Computer Science > Hardware Architecture
[Submitted on 15 Jul 2023]
Title:PASS: Exploiting Post-Activation Sparsity in Streaming Architectures for CNN Acceleration
View PDFAbstract:With the ever-growing popularity of Artificial Intelligence, there is an increasing demand for more performant and efficient underlying hardware.

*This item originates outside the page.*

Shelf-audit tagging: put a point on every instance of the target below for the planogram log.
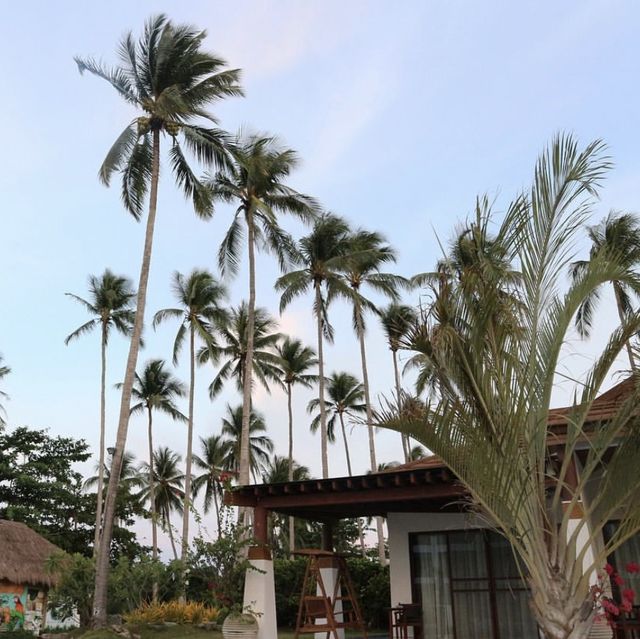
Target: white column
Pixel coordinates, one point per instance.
(260, 592)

Convolutional Neural Networks (CNN) are a workload of particular importance, which achieve high accuracy in computer vision applications. Inside CNNs, a significant number of the post-activation values are zero, resulting in many redundant computations. Recent works have explored this post-activation sparsity on instruction-based CNN accelerators but not on streaming CNN accelerators, despite the fact that streaming architectures are considered the leading design methodology in terms of performance. In this paper, we highlight the challenges associated with exploiting post-activation sparsity for performance gains in streaming CNN accelerators, and demonstrate our approach to address them. Using a set of modern CNN benchmarks, our streaming sparse accelerators achieve 1.41x to 1.93x efficiency (GOP/s/DSP) compared to state-of-the-art instruction-based sparse accelerators.
Submission history
From: Alexander Montgomerie-Corcoran [view email][v1] Sat, 15 Jul 2023 15:03:08 UTC (155 KB)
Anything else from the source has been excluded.